Kmart stopped using FRT in July 2022 and cooperated with the Office of the Australian Information Commissioner (OAIC) during an investigation that began at that time, Kind said.
Kmart contended it wasn't required to obtain consent because of an exemption in the Privacy Act that applies when organizations reasonably believe they need to collect personal information to tackle illegal activity or serious misconduct, Kind noted. Her investigation focused on whether Kmart met the conditions for relying on that exemption.
It found that sensitive biometric information of every person who entered a store was indiscriminately gathered. Moreover, the commissioner said, there were less intrusive ways to address refund fraud, and using FRT was of limited utility.
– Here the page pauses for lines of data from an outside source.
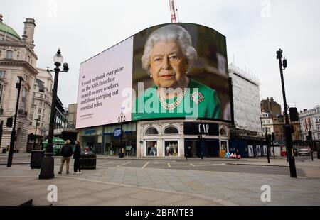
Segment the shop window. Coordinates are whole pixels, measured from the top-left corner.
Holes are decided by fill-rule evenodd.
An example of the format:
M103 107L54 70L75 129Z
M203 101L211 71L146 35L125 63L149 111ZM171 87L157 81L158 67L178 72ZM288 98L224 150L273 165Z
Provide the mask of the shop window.
M164 133L179 133L177 128L174 126L169 126L164 130Z
M146 156L158 156L158 146L156 141L146 141Z
M165 141L165 155L170 157L177 157L178 155L178 141Z
M158 134L158 131L154 127L149 128L146 131L146 135Z

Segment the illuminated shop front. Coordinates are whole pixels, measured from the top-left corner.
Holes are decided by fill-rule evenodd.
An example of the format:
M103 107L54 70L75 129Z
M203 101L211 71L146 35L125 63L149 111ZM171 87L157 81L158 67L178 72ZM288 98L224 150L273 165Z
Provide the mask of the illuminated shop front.
M223 157L228 150L228 123L210 121L140 121L137 123L137 157ZM203 126L206 129L199 128ZM199 135L204 145L199 144Z

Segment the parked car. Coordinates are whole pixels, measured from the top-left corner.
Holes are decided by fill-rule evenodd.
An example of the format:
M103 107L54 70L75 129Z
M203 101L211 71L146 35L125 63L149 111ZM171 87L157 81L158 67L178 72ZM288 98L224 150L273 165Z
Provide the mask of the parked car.
M299 156L309 156L311 155L310 150L300 149L298 152Z

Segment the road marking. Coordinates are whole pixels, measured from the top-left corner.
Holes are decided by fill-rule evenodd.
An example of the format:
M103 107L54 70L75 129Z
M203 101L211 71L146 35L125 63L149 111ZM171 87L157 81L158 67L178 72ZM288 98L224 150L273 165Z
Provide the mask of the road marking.
M120 164L120 165L117 165L117 167L119 167L123 166L124 165L126 165L126 164L129 163L131 163L131 161L129 161L129 162Z
M112 163L112 162L114 162L114 161L105 162L105 163L100 163L97 165L99 166L99 165L102 165L102 164L110 163Z
M146 165L148 165L149 161L146 163L145 165L144 165L144 166L142 167L142 169L144 169L145 167L146 167Z

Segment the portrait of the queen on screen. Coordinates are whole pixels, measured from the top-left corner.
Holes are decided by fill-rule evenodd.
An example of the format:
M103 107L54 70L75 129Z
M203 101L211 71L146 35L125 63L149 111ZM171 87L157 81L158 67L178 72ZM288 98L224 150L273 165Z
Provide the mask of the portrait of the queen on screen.
M190 33L184 28L169 24L154 30L145 41L140 57L144 72L141 75L144 77L137 80L139 92L133 101L132 120L221 119L218 92L197 80L210 81L214 77L206 78L208 73L191 71L198 53Z

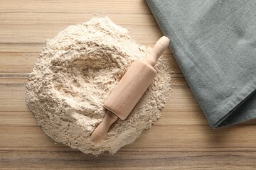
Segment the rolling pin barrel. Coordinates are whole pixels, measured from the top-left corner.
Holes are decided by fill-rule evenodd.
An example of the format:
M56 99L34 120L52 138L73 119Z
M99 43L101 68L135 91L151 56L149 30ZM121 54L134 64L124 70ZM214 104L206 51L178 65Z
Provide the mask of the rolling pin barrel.
M117 117L122 120L127 118L156 76L156 71L154 67L169 43L168 38L161 38L147 58L144 60L135 60L132 64L104 103L103 106L114 115L110 111L107 113L102 122L92 134L92 142L100 142Z

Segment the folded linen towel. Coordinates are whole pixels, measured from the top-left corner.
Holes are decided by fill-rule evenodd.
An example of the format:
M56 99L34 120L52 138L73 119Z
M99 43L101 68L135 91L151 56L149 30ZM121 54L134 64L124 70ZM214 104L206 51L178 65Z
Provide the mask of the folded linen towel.
M256 1L146 0L210 125L256 118Z

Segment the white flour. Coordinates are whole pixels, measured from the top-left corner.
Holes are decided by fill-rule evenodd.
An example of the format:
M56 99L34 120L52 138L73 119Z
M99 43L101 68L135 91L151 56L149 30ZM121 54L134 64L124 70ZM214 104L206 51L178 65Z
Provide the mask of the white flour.
M128 118L118 120L100 143L90 141L114 86L135 59L146 57L150 50L107 17L69 26L47 40L28 76L27 105L45 133L56 142L84 153L115 153L151 127L169 96L170 60L160 57L153 84Z

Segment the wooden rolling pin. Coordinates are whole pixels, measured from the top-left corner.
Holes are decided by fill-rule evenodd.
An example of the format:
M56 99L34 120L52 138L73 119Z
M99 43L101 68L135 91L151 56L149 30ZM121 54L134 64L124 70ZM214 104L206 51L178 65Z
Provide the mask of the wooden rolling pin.
M156 76L154 67L169 43L168 38L161 37L154 46L150 55L144 60L135 60L114 87L103 106L108 111L92 132L90 139L93 142L99 142L118 118L122 120L127 118Z

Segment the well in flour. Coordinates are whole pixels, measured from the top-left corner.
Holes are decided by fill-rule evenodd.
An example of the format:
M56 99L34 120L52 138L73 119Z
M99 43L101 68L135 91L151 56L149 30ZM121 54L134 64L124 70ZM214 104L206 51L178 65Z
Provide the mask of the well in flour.
M158 72L128 118L118 120L98 144L90 135L104 117L104 101L135 59L151 48L107 17L68 27L46 42L26 85L26 102L38 125L52 139L84 153L115 153L133 142L159 118L171 89L170 60L160 57Z

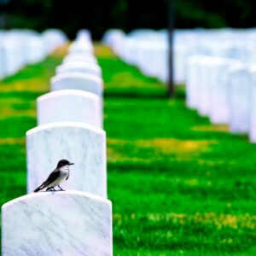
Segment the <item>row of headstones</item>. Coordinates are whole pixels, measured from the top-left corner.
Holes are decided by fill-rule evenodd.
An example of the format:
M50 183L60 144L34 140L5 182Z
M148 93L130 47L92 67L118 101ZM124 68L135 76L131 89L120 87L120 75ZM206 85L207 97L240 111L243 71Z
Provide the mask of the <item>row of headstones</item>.
M137 29L125 34L109 30L103 42L127 63L135 65L146 75L168 81L168 32ZM195 55L235 58L245 62L256 61L255 29L188 29L175 30L174 80L183 84L188 58Z
M256 66L234 59L195 55L189 59L187 105L213 124L256 142Z
M80 31L38 98L38 125L26 132L27 192L61 159L74 162L61 192L21 196L2 207L2 253L9 255L112 255L112 204L107 199L102 71L90 34Z
M31 30L0 30L0 79L27 64L41 61L66 42L66 35L56 29L41 34Z

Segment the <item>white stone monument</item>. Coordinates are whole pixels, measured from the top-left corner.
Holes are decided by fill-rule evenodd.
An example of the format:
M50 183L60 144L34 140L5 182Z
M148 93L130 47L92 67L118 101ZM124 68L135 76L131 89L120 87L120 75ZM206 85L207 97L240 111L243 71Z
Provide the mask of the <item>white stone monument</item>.
M77 61L97 64L97 60L96 59L96 57L92 55L88 55L88 54L67 55L63 59L63 63L77 62Z
M228 79L230 127L233 133L249 131L251 77L249 67L240 64L230 69Z
M251 88L249 98L249 138L252 143L256 143L256 66L250 68Z
M3 256L112 256L112 204L79 191L30 194L2 207Z
M59 122L26 132L27 191L38 187L67 159L74 163L61 187L107 196L106 133L82 123Z
M215 67L214 81L210 88L210 119L212 124L228 124L230 109L228 105L228 77L229 70L239 61L223 59Z
M79 72L102 77L102 68L94 63L73 61L60 65L56 67L56 74Z
M38 125L54 122L81 122L102 128L102 99L84 90L61 90L37 100Z
M50 80L51 90L81 90L102 97L103 82L99 77L83 73L65 73L53 77Z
"Considering that the FRT system impacted on the privacy of many thousands of individuals not suspected of refund fraud, the collection of biometric information on Kmart customers was a disproportionate interference with privacy," the commissioner said.
Kind considered several factors in determining the violation. These included: the estimated value of fraudulent returns against Kmart's total operations and profits; the limited effectiveness of the system; and the extent to which collecting everyone's sensitive information affected their privacy.
The determination is the second issued by the OAIC on the use of FRT in retail settings, Kind noted. In October 2024, she found that Bunnings Group had breached people's privacy through its use of FRT in 62 stores across the country, a decision now under review by the Administrative Review Tribunal.
Kind stressed the decisions don't ban the use of FRT, but that businesses considering its use must make privacy a key feature. Wesfarmers, the parent company of Kmart Australia, didn't comment by our deadline.
In the U.S., Home Depot faces a class action under the Illinois Biometric Information Privacy Act over facial recognition used in an AI-powered system that manages inventory and mitigates theft at self-checkout stations (see 2508050063).